10/29/2024 | Press release | Distributed by Public on 10/29/2024 08:15
BOZEMAN - For 20 years, students in the Montana State University chapter of Engineers Without Borders have been partnering with school communities to improve the educational experiences of children in the equatorial village of Khwisero, Kenya.
Participants and organizers recently gathered on campus to celebrate the student club's 20th anniversary by hosting a dinner that also served as the group's largest annual fundraiser.
To date, MSU EWB has engineered dozens of projects in the Khwisero region, including 15 water wells, 13 latrines, two rainwater catchment systems, an eyeglasses clinic, a water distribution system, a library and a biogas latrine, which uses bacteria and microorganisms to break down waste and produce biogas and fertilizer. The club's current projects include developing a larger latrine facility, and future projects under consideration include an additional water well, a classroom laboratory and an agricultural project.
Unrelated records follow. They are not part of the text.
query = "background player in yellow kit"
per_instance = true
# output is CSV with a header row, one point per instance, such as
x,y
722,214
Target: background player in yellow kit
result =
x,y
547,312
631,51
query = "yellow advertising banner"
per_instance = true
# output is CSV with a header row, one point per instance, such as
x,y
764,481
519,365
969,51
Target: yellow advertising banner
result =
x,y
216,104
Between eight and 10 EWB students, which can include students from colleges other than MSU's Norm Asbjornson College of Engineering, from MSU travel annually to Kenya to conduct site surveys, provide labor for existing projects, and work with the Khwisero-based nonprofit M-Koko and government representatives.
"Students in Engineers Without Borders who visit Khwisero do site assessments, among other things," said EWB chapter co-president Victoria Trivitt, a senior biological engineering major from Puyallup, Washington who has twice traveled to Kenya.
Trivitt leads the club, along with co-president Allee Meyer, who earned a Bachelor of Science in civil engineering from MSU earlier this year and is now working toward an associate degree in interior design at Gallatin College MSU.
"When I went to Kenya, we met with M-Koko and with government offices to ensure that our project has not only been identified by M-Koko as a need, but also by the government as a need," Trivitt said.
After returning from Kenya, the group draws up project plans and sends them to M-Koko, which was founded by Khwisero native Ronald Omyonga, an architect in Kenya's capital city, Nairobi. The M in the name represents Montana, and the word koko means "bridge" in Luyia, one of the roughly 70 languages spoken in the country.
When the student-run club launched at MSU in 2004, its goal was to build a single well at a primary school. Having potable water nearby meant that girls wouldn't have to leave class to fetch water for the coed school. This laborious chore has long been assigned to women and girls in Kenya, which cost the schoolgirls precious time in the classroom, Omyonga said.
EWB holds two fundraisers each year. One is a 5K run each April, and the other is a dinner in the fall, called The Jubilee, with a silent auction that often draws alumni from the MSU EWB program. According to Trivitt, the group raises between $45,000 and $55,000 per year, which is enough to cover its annual costs.
Trivitt said 14 club alumni were at this year's Jubilee, people who had graduated between 2008 and 2024. "We also had the first EWB engineer that traveled from MSU to Khwisero 2006," she said. "It was an inspiring evening for the 20 or so current students that attended because so many former students shared their experiences, offered advice and told fun stories from their time in the group."
Omyonga traveled from Kenya to attend the event.
"They have impacted communities in many special ways, including providing access to clean, potable water," he said. "As a result, we've been able to look at improved health outcomes, and schools' performances have improved because now students are focusing more on school and there are higher retention rates for girls."
Trivitt said she is grateful for the opportunity EWB provides her to serve others.
"Our goal is to serve other people," she said. "It has been a joy to work with a group of students on something bigger than us and MSU."